The structure of the paper is as follows: first we present the materials and methods, with special emphasis to the sampling methods that are used in this paper, and finally we present the main results and their discussion. Both sampling algorithms identified common defective (or deregulated) pathways in PD compared to healthy controls, including Insulin signaling, FOXA1 Transcription Factor, HIF-1 Signaling, p53 Signaling and Chromatin Regulation / Acetylation. We expect that the results provided by this analysis serve to find novel therapeutic targets and repositioning some existing drugs in order to reestablish homeostasis (see for instance 21).
Materials and Methods
The paper is based in a retrospective analysis of a gene expression data deposited in the GEO expression omnibus using the accession number GSE28894. Flash frozen brain samples were provided by the Queen Square Brain Bank for Neurological Disorders, UCL Institute of Neurology, UCL (London). The dataset contains 59 brain samples from healthy controls and 55 samples from patients with PD neuropathologically diagnosed according to Queen Square Brain Bank criteria.
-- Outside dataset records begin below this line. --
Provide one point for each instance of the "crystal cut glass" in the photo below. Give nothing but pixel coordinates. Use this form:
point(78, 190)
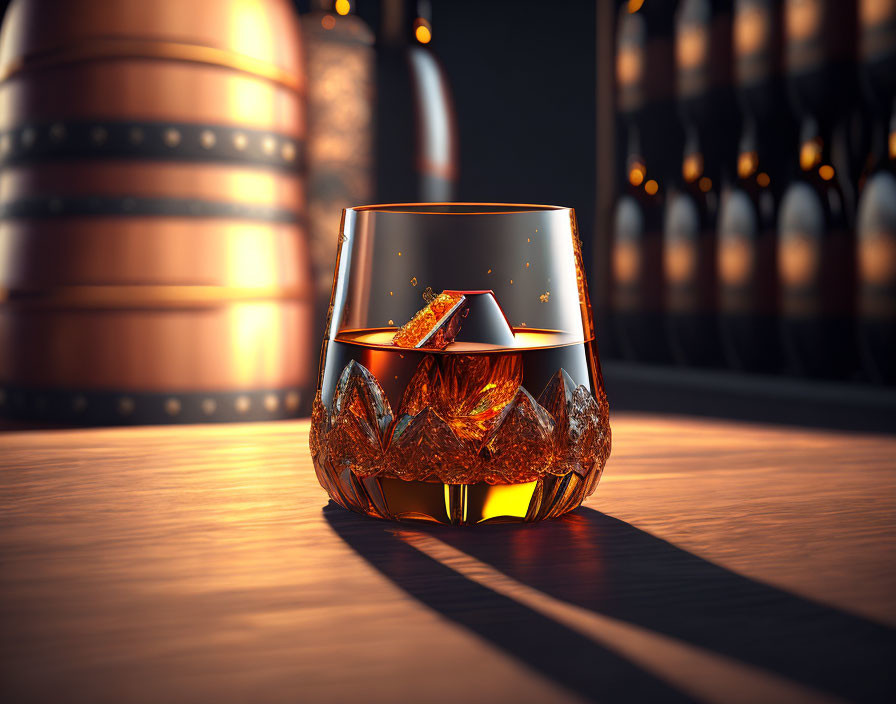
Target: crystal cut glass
point(459, 377)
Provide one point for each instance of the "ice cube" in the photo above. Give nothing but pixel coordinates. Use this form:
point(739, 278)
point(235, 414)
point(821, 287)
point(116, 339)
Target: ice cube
point(424, 445)
point(582, 425)
point(520, 448)
point(462, 316)
point(361, 416)
point(468, 391)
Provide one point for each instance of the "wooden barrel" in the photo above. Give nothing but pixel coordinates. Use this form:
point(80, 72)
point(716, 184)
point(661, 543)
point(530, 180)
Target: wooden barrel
point(153, 263)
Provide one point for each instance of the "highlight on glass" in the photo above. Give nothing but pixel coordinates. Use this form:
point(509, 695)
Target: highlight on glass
point(459, 377)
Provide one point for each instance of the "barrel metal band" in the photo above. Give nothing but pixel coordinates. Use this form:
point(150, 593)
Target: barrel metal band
point(148, 296)
point(129, 407)
point(42, 207)
point(105, 48)
point(62, 140)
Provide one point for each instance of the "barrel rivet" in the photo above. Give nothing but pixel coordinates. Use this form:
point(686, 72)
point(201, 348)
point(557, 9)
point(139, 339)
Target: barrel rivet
point(171, 137)
point(207, 139)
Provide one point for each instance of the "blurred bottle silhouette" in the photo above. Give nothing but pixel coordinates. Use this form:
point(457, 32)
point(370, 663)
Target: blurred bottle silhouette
point(644, 63)
point(876, 221)
point(340, 65)
point(816, 247)
point(747, 254)
point(706, 105)
point(152, 264)
point(416, 132)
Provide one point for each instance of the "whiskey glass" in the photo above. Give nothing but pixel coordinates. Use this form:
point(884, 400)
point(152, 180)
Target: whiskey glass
point(459, 377)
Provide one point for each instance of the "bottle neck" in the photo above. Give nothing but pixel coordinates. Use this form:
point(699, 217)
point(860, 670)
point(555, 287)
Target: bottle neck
point(635, 166)
point(816, 139)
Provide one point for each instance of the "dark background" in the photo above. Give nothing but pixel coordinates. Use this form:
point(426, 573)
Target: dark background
point(523, 78)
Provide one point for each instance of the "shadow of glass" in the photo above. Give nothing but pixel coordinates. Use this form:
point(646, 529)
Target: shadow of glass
point(564, 656)
point(609, 567)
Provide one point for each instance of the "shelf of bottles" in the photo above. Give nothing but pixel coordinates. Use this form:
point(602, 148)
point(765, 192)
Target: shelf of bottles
point(753, 219)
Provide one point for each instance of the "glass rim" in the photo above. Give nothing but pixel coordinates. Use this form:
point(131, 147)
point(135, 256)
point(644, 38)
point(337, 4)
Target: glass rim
point(457, 208)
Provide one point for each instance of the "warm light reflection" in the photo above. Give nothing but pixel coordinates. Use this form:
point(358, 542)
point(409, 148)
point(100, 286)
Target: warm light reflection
point(692, 167)
point(423, 33)
point(747, 163)
point(256, 331)
point(810, 154)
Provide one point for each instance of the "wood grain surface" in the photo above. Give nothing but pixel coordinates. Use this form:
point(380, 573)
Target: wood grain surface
point(717, 562)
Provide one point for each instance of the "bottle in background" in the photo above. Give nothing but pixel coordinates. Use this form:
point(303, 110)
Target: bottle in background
point(876, 220)
point(706, 106)
point(339, 63)
point(644, 61)
point(747, 249)
point(816, 245)
point(416, 134)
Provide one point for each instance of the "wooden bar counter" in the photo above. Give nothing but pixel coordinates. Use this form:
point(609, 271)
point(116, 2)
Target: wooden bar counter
point(717, 562)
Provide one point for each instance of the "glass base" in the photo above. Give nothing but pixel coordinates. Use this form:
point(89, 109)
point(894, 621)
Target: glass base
point(458, 504)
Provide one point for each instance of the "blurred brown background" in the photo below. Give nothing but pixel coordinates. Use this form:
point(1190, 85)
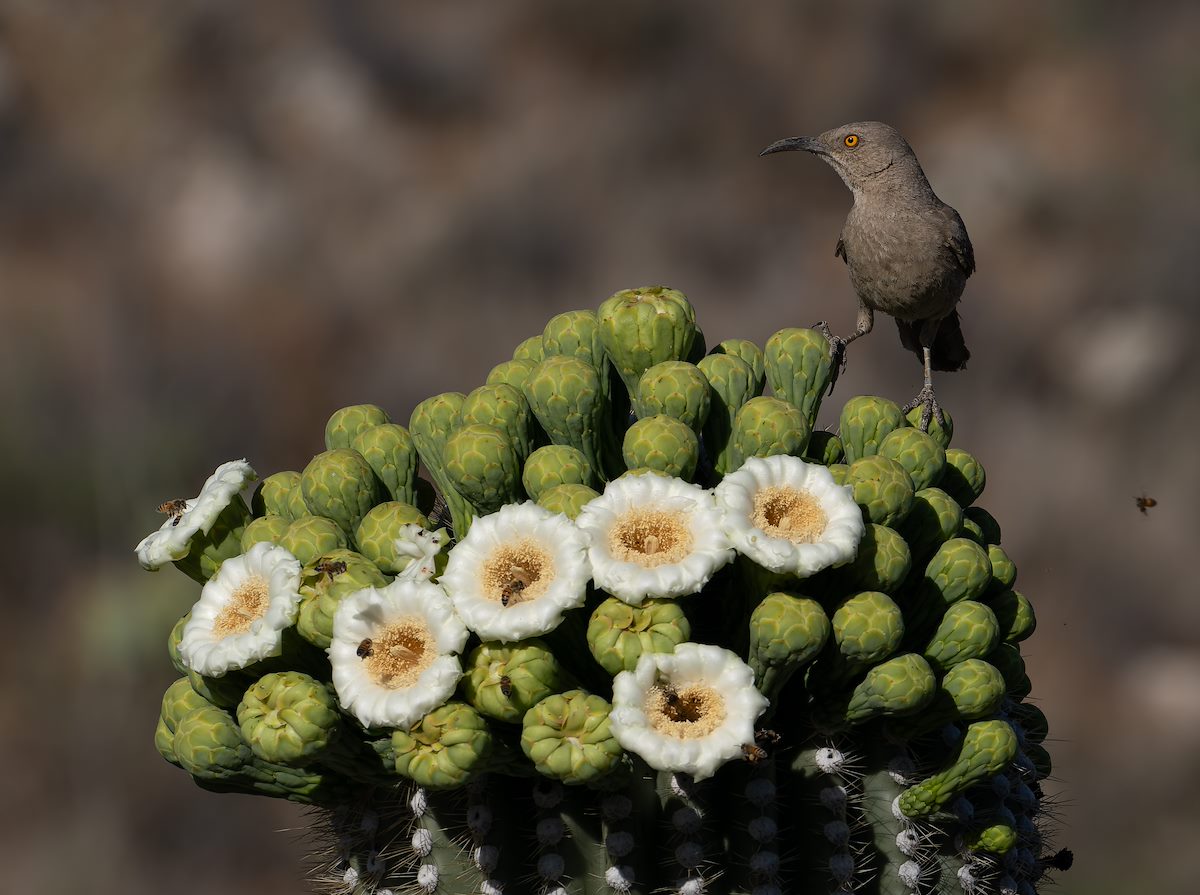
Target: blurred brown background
point(220, 221)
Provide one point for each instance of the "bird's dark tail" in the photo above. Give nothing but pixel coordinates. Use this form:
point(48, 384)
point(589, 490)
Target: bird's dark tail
point(949, 349)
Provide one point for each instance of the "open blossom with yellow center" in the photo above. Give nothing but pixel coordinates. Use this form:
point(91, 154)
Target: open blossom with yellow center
point(687, 712)
point(653, 536)
point(394, 653)
point(243, 611)
point(790, 516)
point(186, 517)
point(516, 572)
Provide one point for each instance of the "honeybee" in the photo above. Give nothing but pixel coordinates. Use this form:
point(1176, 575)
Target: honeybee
point(766, 736)
point(753, 754)
point(511, 589)
point(330, 566)
point(177, 508)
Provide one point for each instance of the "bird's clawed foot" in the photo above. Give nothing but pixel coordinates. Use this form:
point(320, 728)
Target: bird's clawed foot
point(929, 407)
point(837, 352)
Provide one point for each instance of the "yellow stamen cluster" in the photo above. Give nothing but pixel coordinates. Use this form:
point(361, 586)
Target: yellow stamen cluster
point(400, 653)
point(247, 604)
point(517, 572)
point(688, 713)
point(651, 538)
point(786, 512)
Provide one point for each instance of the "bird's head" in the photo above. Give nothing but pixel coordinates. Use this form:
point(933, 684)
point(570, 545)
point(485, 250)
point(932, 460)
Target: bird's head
point(862, 152)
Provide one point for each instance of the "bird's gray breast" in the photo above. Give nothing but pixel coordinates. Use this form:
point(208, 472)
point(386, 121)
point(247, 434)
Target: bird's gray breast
point(900, 260)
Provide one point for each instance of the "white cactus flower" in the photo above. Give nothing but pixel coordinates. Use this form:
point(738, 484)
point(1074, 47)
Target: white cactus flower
point(689, 712)
point(790, 516)
point(653, 536)
point(185, 518)
point(516, 572)
point(243, 611)
point(394, 653)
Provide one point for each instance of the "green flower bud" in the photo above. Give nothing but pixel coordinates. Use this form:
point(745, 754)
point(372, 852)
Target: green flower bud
point(865, 421)
point(280, 494)
point(567, 737)
point(676, 389)
point(996, 839)
point(264, 528)
point(765, 427)
point(390, 451)
point(882, 564)
point(1032, 721)
point(310, 536)
point(867, 629)
point(618, 634)
point(209, 745)
point(664, 444)
point(445, 749)
point(933, 520)
point(567, 398)
point(379, 529)
point(531, 349)
point(325, 583)
point(939, 432)
point(504, 680)
point(964, 476)
point(985, 750)
point(483, 466)
point(511, 372)
point(288, 718)
point(556, 464)
point(750, 354)
point(431, 424)
point(1008, 661)
point(1003, 570)
point(732, 383)
point(883, 490)
point(645, 326)
point(787, 631)
point(798, 368)
point(505, 408)
point(1014, 614)
point(825, 448)
point(969, 630)
point(347, 424)
point(899, 686)
point(959, 570)
point(919, 455)
point(976, 686)
point(341, 486)
point(568, 498)
point(987, 523)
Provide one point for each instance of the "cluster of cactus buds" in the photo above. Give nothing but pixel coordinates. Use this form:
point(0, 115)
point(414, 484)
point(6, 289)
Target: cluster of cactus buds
point(647, 630)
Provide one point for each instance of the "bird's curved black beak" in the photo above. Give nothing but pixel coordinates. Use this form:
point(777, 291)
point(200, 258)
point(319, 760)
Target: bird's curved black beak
point(805, 144)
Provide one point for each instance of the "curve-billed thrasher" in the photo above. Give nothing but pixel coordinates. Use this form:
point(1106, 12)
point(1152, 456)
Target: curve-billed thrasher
point(907, 251)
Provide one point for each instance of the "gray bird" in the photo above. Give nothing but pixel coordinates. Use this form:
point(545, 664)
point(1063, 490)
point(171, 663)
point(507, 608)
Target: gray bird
point(907, 251)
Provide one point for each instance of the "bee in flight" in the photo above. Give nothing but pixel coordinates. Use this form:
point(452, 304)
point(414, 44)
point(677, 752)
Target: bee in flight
point(174, 509)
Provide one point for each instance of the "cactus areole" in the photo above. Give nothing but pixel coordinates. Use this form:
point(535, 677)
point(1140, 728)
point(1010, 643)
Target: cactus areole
point(646, 631)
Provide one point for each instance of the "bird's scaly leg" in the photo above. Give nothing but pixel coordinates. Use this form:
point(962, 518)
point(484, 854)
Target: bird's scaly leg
point(838, 344)
point(925, 400)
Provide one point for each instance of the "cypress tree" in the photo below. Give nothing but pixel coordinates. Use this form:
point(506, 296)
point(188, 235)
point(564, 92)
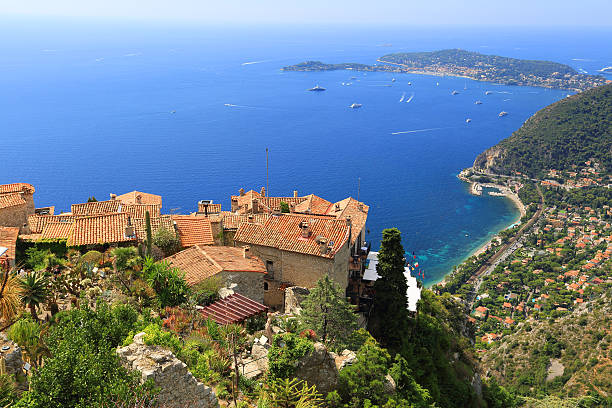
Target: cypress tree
point(149, 233)
point(389, 316)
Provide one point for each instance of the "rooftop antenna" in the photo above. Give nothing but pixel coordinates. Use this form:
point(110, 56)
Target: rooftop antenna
point(267, 187)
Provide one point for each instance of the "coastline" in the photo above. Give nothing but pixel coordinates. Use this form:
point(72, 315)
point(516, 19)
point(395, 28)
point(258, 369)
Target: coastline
point(505, 192)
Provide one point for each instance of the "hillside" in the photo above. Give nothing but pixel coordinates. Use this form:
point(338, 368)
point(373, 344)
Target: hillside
point(566, 133)
point(567, 357)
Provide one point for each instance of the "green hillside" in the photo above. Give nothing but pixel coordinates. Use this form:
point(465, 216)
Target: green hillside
point(566, 133)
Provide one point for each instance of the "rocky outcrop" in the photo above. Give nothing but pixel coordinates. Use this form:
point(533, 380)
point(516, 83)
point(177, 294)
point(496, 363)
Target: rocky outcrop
point(11, 354)
point(318, 368)
point(178, 387)
point(488, 161)
point(293, 299)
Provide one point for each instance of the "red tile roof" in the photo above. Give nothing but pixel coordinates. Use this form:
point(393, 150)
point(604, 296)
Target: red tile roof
point(233, 309)
point(17, 188)
point(11, 200)
point(193, 230)
point(8, 239)
point(283, 232)
point(96, 207)
point(37, 222)
point(100, 229)
point(138, 197)
point(140, 210)
point(202, 262)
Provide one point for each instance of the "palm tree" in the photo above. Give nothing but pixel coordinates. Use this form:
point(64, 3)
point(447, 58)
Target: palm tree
point(10, 296)
point(35, 288)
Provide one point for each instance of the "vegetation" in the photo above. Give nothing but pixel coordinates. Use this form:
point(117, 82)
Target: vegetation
point(563, 135)
point(326, 311)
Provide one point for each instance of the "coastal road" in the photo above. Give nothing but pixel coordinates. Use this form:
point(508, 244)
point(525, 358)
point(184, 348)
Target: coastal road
point(505, 251)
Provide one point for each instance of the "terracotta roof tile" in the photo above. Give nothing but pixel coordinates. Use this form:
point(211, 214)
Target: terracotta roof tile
point(140, 210)
point(209, 208)
point(11, 200)
point(100, 229)
point(283, 232)
point(193, 230)
point(233, 221)
point(202, 262)
point(57, 230)
point(17, 188)
point(138, 197)
point(8, 239)
point(37, 222)
point(96, 207)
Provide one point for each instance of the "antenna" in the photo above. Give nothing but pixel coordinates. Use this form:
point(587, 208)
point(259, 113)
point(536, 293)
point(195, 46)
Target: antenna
point(267, 187)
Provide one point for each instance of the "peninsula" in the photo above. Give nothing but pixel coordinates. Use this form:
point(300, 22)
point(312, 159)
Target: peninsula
point(472, 65)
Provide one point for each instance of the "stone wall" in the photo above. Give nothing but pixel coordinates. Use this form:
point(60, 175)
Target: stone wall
point(249, 284)
point(178, 387)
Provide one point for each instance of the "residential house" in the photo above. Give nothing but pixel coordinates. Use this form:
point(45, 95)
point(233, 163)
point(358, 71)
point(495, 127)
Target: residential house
point(298, 250)
point(235, 267)
point(16, 203)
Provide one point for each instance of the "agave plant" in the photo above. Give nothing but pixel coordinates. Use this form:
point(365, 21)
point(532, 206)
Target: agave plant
point(35, 290)
point(10, 297)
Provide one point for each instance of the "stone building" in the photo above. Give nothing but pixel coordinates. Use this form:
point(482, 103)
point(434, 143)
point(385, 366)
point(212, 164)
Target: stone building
point(297, 250)
point(237, 268)
point(16, 203)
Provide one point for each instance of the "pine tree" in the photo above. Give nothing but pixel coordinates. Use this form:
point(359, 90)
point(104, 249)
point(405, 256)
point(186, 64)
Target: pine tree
point(326, 311)
point(389, 315)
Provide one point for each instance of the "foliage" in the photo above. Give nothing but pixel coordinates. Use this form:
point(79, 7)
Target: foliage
point(34, 291)
point(290, 393)
point(166, 240)
point(284, 354)
point(566, 133)
point(328, 313)
point(390, 290)
point(83, 369)
point(167, 282)
point(10, 296)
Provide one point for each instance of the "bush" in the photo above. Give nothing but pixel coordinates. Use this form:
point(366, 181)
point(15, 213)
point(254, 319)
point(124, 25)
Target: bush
point(284, 354)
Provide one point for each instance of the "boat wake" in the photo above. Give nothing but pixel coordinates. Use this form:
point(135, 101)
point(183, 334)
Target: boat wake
point(255, 62)
point(418, 131)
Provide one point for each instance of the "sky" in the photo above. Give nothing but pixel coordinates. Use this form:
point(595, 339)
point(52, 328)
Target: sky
point(567, 13)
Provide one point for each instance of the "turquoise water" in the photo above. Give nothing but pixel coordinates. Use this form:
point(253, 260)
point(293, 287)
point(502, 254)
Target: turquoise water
point(94, 108)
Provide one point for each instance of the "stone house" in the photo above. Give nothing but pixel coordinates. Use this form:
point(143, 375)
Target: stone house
point(237, 268)
point(298, 250)
point(16, 203)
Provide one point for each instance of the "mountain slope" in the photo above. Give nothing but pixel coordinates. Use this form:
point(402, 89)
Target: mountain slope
point(568, 132)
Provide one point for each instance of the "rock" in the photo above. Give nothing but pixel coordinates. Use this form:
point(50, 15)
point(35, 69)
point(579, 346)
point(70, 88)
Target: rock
point(345, 359)
point(318, 368)
point(294, 296)
point(178, 387)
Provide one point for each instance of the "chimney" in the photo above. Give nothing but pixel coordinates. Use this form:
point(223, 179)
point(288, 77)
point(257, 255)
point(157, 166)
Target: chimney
point(323, 245)
point(305, 227)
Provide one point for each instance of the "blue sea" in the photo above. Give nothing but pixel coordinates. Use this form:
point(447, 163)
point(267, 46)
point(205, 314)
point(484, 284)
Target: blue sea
point(98, 107)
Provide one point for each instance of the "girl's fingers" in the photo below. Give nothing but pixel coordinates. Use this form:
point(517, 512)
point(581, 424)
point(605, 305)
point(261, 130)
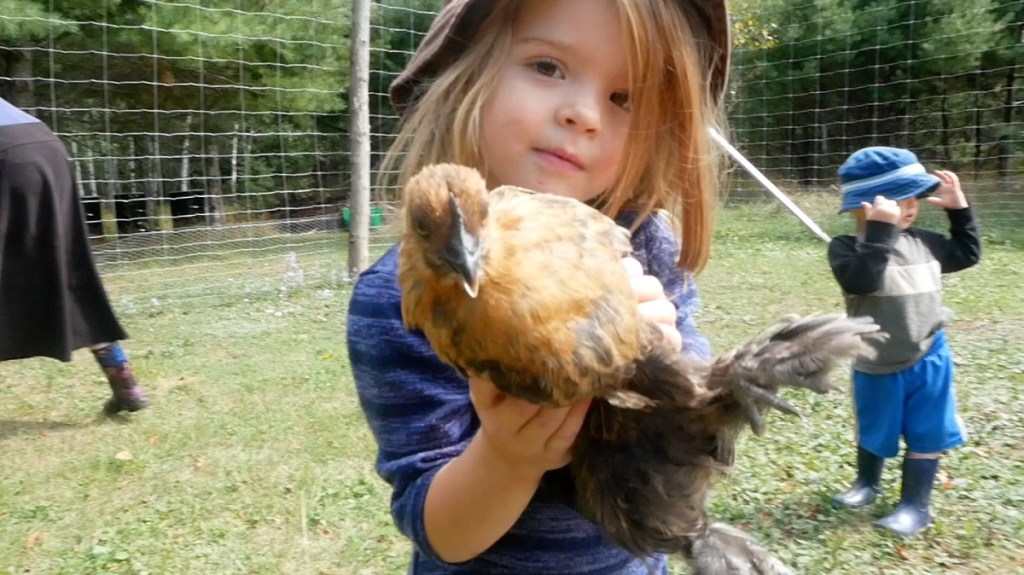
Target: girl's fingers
point(672, 336)
point(568, 429)
point(647, 288)
point(660, 311)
Gene expression was estimated across four regions of the brain, namely the cerebellum, medulla, striatum and cortex). Total RNA from the medulla (n=15 control brains, n=14 PD brains), striatum (n=15 control brains, n=15 PD brains), frontal cortex (n=15 control brains, n=11 PD brains) and cerebellum (n=14 control brains, n=15 PD brains) was extracted and hybridized to Illumina Human v2.0 expression microarrays.
The Fisher’s Random Sampler
The Fisher’s ratio sampler consists in sampling the defective pathways considering the discriminatory power of individual genes as measured by the Fisher’s ratio. The workflow corresponding to the FR sampler in shown in Figure 118. The algorithm is as follows:
Finding the set of genes with the highest Fisher’s ratio within the set of genes with the highest fold change. For that purpose, we first found the genes that are differentially expressed in both tails (over and under-expressed) and ranking these genes by their Fisher’s ratio, that looks for genes that separate the classes further apart and are very homogeneous within classes (low intra-class variance). We define the set of discriminatory genes as those that are differentially expressed and have Fisher’s ratio greater than, fr = 0.8 since this value implies that the centers of the distribution in both classes are separated: .
This Fisher’s ratio cutoff value could be further decreased till fr = 0.5 if the number of discriminatory genes within this set is very low. Therefore, the Fisher’s ratio cut-off value is a tuning parameter of this procedure.
Finding the small-scale genetic signature. The most discriminatory genes are ranked them in decreasing order based on their discriminatory power and the algorithm finds the small-scale signature that optimally discriminates between classes by means of recursive feature elimination. The predictive accuracy estimation is based on Leave-One-Out-Cross-Validation (LOOCV) using a nearest neighbor classifier 9, 13, 22, 23. The small-scale signature gives an approximate idea of the typical length (number of genes) of the high discriminatory networks.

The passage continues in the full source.